Ruggiero Giovannelli - Music and Influence

Music and Influence

Giovanelli composed and published a large number secular pieces. He is noted for his church music, most of which also survives in manuscript. As could be expected for a composer of the Roman School, his sacred music was conservative, and mostly in the Palestrina style for the first part of his career; however, after 1600 he experimented with some of the stylistic innovations which defined the beginning of the Baroque era, such as the concertato principle and the basso continuo. His output of sacred music fell off dramatically late in his life, and at least one scholar has suggested that this was because he was uncomfortable with the new style.
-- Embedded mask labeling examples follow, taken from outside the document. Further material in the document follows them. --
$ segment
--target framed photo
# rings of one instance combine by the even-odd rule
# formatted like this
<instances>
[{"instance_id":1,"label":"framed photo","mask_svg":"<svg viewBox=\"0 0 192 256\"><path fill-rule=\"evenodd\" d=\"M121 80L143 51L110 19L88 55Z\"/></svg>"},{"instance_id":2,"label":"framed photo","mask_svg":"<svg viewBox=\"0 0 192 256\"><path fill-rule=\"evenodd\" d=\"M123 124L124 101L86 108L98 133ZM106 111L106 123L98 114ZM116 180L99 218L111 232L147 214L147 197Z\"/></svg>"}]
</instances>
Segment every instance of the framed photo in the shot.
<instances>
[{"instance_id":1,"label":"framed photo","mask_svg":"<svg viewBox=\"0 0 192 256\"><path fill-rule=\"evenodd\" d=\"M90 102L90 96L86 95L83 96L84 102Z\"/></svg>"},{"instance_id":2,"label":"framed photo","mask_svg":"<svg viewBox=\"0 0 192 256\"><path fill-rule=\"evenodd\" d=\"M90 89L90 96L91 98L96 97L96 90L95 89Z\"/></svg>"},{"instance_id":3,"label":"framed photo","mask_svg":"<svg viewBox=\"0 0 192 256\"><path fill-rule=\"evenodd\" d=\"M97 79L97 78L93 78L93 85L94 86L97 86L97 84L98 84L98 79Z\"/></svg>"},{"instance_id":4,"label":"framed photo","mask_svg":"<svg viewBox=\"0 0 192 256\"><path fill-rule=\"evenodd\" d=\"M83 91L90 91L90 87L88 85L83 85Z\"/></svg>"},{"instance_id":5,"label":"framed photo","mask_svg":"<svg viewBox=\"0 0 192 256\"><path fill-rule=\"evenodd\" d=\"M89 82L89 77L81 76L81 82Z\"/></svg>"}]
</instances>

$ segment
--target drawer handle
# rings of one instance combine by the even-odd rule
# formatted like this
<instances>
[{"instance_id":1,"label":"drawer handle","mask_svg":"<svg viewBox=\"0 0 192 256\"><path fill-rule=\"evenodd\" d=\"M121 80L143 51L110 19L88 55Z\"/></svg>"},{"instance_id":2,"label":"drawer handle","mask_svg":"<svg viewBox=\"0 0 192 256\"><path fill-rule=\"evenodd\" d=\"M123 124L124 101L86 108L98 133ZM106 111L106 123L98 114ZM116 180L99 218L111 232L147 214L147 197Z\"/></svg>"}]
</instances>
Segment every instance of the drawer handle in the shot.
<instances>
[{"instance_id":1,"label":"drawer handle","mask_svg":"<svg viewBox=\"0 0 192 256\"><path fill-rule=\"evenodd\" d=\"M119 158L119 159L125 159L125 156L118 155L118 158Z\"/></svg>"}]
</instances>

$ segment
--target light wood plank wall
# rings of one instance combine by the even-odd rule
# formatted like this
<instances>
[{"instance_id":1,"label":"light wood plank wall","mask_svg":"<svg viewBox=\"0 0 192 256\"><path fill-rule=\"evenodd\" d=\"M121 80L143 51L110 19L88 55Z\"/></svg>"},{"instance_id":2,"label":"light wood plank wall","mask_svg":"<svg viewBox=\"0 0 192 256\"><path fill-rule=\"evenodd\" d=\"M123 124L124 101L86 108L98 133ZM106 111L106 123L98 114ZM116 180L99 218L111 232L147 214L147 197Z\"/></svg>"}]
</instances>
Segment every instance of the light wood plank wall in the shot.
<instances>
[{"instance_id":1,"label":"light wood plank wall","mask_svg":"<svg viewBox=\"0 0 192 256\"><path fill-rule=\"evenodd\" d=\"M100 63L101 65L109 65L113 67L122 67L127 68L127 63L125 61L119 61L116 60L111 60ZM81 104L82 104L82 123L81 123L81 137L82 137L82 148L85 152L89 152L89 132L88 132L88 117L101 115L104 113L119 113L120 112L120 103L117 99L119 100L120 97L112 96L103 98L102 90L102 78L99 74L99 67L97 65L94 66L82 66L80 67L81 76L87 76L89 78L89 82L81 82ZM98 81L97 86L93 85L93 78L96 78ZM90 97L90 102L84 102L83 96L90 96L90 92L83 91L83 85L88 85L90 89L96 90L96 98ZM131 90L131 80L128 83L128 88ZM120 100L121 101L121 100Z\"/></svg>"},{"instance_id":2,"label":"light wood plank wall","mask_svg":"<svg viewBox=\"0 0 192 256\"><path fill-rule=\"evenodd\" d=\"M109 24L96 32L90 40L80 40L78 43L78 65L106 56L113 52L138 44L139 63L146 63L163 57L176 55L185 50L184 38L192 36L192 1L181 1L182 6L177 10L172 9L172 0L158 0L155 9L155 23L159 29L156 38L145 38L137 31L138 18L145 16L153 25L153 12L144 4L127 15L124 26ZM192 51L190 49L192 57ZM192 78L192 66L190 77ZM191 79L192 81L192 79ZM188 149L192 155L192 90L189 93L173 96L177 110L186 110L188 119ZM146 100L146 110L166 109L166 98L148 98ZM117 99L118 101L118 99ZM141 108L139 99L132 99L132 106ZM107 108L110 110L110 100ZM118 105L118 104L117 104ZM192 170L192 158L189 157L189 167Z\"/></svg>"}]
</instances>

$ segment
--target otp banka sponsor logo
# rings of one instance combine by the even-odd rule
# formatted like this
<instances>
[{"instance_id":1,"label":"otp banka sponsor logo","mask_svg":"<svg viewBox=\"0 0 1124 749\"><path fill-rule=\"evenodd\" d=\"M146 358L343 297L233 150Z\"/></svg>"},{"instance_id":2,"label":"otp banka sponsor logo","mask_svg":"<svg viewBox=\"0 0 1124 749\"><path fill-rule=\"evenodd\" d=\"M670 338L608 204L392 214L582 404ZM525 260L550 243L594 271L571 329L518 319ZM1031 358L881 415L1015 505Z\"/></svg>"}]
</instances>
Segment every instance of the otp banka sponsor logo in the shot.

In 1615 he created a new edition of the Gradule known as the Medicean, published by the Medici press. (The Encyclopedia Americana may contradict this, writing that a Editio Medicæa of the Graduale of 1614 was created by Felice Anerio.)

He wrote masses and motets, some of which are for as many as 12 voices, and which often use polychoral techniques.

For a Roman School composer and a priest he wrote a surprising amount of secular music, mostly madrigals and canzonettas, some of which are in a light-hearted style influenced by northern Italian models, or by Luca Marenzio, who had spent time in Rome. He wrote three books of madrigals for five voices and two books for four voices, as well as a large quantity of other secular songs which were not collected in publications; most have been dated to the 1580s and 1590s.

Giovannelli's music was reprinted widely, in Italy and elsewhere, indicating his broad popularity.